И он крикнул, перекрывая шум, и в тот момент Вова понял, что его воле противиться труднее, чем волне. Что волна будет ей послушна, как бы не кипела, как бы не гремел шторм.
- Откуда ВЫ знаете, что я не стучу? А я такой щас на три района один, про кого вы это точно знаете. Потому что стукач для мента – как для бляди камушки, сокровище, радость и будущее. И ни одна блядь не скинет брюлик в унитаз, а ни один мент не засветит за хуй собачий всем живым стукачка: он ему нужен чистенький. Чтоб вас подсекать – и шить дела. Здоровые лбы, а все как скорлупа, блядь.
И он сплюнул в пыль, а через полчаса с Сивухой допивали паленый ром, и было ясно одно:
- Новый мент шибко ебкий.
Сашкина девка тогда подогнала наводку, на жирную кооперативную хату. Одна беда: с нее не уезжали, всегда, как на притоне, крутилась пара рыл, и ясно было, что выставлять придется с боем.

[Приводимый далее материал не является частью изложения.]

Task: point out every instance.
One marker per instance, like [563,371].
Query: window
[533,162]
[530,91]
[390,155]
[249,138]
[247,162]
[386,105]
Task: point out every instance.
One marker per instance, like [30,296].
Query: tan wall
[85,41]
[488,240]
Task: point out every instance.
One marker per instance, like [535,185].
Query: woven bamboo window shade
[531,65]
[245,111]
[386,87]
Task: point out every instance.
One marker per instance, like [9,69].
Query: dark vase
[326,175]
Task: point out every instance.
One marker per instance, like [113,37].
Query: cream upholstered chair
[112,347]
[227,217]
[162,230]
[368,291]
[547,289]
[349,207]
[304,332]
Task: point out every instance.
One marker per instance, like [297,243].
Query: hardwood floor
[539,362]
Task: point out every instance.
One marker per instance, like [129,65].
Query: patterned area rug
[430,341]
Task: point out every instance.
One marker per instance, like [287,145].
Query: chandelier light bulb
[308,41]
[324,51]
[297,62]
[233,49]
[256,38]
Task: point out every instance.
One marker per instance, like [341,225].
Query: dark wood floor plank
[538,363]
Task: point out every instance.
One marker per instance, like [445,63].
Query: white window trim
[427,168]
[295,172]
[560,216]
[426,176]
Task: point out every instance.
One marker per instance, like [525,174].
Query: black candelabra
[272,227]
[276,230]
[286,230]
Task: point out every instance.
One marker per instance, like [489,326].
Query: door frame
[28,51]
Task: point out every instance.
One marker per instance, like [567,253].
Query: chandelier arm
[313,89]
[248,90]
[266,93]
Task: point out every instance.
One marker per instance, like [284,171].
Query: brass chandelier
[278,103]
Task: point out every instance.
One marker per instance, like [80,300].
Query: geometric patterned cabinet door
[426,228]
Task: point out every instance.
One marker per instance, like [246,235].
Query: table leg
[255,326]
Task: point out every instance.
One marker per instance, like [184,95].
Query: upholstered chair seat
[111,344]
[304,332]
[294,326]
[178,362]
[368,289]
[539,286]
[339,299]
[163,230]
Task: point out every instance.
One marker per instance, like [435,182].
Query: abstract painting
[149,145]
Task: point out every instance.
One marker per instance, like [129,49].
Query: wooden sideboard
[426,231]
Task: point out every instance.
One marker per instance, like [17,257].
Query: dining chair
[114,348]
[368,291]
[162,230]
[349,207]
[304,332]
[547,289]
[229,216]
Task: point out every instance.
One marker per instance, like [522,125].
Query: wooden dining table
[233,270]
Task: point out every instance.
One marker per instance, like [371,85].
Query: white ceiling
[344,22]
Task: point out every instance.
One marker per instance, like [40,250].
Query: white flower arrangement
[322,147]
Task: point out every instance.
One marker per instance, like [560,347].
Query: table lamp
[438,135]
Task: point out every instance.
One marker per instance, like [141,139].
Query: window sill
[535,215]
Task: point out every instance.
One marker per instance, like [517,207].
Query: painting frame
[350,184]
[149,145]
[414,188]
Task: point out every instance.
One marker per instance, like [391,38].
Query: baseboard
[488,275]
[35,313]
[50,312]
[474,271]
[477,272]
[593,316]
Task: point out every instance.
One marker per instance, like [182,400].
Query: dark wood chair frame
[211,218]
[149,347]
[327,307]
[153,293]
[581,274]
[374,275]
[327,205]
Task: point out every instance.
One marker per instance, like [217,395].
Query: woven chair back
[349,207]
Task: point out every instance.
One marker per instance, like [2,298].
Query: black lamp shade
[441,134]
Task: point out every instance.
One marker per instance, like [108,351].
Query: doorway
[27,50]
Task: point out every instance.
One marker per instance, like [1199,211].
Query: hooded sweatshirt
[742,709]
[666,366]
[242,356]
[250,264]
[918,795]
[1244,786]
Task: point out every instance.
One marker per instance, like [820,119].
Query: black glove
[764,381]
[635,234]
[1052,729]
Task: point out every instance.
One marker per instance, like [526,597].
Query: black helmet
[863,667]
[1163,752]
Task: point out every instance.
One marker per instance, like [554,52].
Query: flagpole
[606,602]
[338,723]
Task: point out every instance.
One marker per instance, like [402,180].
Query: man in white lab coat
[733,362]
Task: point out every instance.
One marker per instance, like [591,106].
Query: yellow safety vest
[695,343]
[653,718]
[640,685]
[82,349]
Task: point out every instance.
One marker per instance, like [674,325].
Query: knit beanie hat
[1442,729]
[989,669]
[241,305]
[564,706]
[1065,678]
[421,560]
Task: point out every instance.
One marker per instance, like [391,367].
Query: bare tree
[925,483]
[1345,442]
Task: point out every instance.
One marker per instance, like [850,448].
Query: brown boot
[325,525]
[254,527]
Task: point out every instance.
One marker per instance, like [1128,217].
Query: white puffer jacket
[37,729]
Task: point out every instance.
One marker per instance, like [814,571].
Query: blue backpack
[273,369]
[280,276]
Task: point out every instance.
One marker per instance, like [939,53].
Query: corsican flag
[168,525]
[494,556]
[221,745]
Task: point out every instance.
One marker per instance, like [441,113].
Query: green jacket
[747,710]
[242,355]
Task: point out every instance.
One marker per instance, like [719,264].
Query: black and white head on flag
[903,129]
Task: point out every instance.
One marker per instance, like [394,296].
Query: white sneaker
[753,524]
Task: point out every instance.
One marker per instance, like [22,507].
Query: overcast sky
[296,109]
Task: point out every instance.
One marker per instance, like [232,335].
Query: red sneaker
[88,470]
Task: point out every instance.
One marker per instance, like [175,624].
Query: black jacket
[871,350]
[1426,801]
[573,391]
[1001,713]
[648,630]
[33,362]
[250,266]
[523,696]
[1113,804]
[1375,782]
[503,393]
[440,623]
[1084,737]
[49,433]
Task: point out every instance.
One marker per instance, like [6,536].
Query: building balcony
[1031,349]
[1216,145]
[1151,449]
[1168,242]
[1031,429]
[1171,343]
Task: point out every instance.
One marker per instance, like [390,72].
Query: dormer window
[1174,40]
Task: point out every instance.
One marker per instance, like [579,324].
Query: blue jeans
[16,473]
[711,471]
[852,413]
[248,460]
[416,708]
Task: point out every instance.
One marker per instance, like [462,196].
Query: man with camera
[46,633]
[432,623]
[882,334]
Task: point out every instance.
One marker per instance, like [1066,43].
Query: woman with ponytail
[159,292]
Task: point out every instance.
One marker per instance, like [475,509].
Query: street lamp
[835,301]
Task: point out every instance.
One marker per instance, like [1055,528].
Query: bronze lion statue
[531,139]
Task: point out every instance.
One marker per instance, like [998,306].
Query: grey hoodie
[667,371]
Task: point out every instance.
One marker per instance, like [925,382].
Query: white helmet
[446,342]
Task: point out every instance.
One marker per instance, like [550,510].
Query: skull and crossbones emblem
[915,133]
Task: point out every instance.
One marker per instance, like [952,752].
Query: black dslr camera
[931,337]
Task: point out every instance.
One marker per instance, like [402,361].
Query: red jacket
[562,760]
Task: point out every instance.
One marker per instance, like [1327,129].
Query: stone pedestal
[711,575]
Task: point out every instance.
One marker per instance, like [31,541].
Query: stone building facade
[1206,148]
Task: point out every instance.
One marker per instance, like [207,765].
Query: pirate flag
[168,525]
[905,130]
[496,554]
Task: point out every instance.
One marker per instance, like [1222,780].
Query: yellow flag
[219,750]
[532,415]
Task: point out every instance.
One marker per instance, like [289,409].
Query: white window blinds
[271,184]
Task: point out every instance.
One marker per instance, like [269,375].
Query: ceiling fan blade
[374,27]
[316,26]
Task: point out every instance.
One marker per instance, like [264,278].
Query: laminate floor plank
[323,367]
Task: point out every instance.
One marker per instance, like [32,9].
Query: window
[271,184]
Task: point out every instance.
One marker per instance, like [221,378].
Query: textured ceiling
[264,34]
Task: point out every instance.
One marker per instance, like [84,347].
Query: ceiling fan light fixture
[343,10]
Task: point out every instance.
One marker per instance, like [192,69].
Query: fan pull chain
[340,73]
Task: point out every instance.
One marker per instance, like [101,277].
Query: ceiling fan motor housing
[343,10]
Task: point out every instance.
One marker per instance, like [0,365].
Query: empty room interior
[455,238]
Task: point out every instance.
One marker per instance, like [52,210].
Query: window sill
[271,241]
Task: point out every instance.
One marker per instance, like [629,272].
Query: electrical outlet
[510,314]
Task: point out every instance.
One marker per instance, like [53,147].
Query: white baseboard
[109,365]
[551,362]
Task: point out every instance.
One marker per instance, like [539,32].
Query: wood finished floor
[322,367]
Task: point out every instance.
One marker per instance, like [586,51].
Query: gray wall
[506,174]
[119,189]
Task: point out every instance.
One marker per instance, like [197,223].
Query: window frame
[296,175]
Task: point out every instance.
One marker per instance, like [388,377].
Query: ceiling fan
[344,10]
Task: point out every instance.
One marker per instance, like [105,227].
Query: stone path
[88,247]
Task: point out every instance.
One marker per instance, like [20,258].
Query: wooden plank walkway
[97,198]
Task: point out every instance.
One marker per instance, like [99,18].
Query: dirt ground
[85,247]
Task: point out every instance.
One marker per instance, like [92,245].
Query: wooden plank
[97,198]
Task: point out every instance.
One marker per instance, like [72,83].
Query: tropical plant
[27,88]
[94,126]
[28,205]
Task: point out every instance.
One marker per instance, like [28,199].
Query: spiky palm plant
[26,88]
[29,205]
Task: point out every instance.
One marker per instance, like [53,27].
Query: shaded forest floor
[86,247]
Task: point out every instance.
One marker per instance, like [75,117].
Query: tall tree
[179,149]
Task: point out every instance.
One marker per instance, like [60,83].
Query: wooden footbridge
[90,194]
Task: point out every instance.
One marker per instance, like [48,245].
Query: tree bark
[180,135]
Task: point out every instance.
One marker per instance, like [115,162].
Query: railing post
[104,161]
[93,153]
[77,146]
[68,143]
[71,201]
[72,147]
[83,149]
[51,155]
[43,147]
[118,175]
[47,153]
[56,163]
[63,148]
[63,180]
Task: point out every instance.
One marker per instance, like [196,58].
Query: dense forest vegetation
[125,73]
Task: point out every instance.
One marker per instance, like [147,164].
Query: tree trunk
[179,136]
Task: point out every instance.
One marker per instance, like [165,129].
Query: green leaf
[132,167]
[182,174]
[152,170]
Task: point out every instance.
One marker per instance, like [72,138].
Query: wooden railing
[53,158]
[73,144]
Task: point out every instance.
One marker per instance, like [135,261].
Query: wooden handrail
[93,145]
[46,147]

- Хайло светить нельзя, поедем на этап.
Сашка сделал большой глоток и зашипел: разошлась битая с вечера губа.
- Дело требует работы мысли.
В больнице у Сашки был вечером. Он лежал весь мокрый, тяжело дыша, веки набухли, и рука осатанело комкала простыню. Учился ходить заново. Давалось с боем. В палате сложней всего было – поворачивать, выходить в коридор его заламывало, и Вова с удивлением понял при первых попытках его уговорить, что у Сашки все это время была гордость – упрямая и бескомпромиссная, наткнуться на нее было все равно, что в детства попасть ногтями по камню, роя землю руками. Эта гордость не знала ни чинов, ни медалей, ни чести, ни форса, она свободно и без помех жила в нагом теле, не просыпалась вовсе, пока это тело кочевало по чужим рукам и постелям, не поднимала головы, когда он тихо улыбался и давал по тормозам, когда жал руки тем, кто с роду его не уважал, когда прощал то, что нельзя было прощать, когда садился за стол с теми, кого мало было втоптать в землю. Но эта гордость подняла его с серого снега и заставила сесть, когда на отшиве его отделали в сырое мясо, и она крепко сжала ему челюсть, заставив боль молчать, и заставляла раз за разом, сколько бы ни прилетало на его адрес, и сокровенней этой гордости – и этой боли – у него не осталось ничего. Койку подвинули, место расчистили. Теперь Сашка спал у стенки, телевизор уехал к другой стене, и каждый день, навалившись грудью на перекладину стариковских ходунков, он пытался добраться к этой стене от окна. В последний раз даже смог повернуть назад.
Вова задрал пижамные штанины до колен и принялся растирать немилосердно сведенные лодыжки. Саша сперва сжимал зубы, потом с усталым облегчением застонал. Вова сел к нему на кровать и сложил его босые ноги себе на колени. Захотелось прижаться губами, к прохладной стопе. Понял, что улыбается, и украдкой взглянул на Сашку. Тот смотрел на него из-под опущенных ресниц. Кудри разметались по наволочке. Украдкой, скользнул ладонью по его теплому бедру. Точно знал – без оговорок, без поэтичных преувеличений, без романтических заплат из облаков и пороха секундной экзальтации, - что ничего на свете ему больше не нужно. Лишь бы Сашка был рядом. Его невыразимое, непомерное, ежедневное, привычное, святое волшебство.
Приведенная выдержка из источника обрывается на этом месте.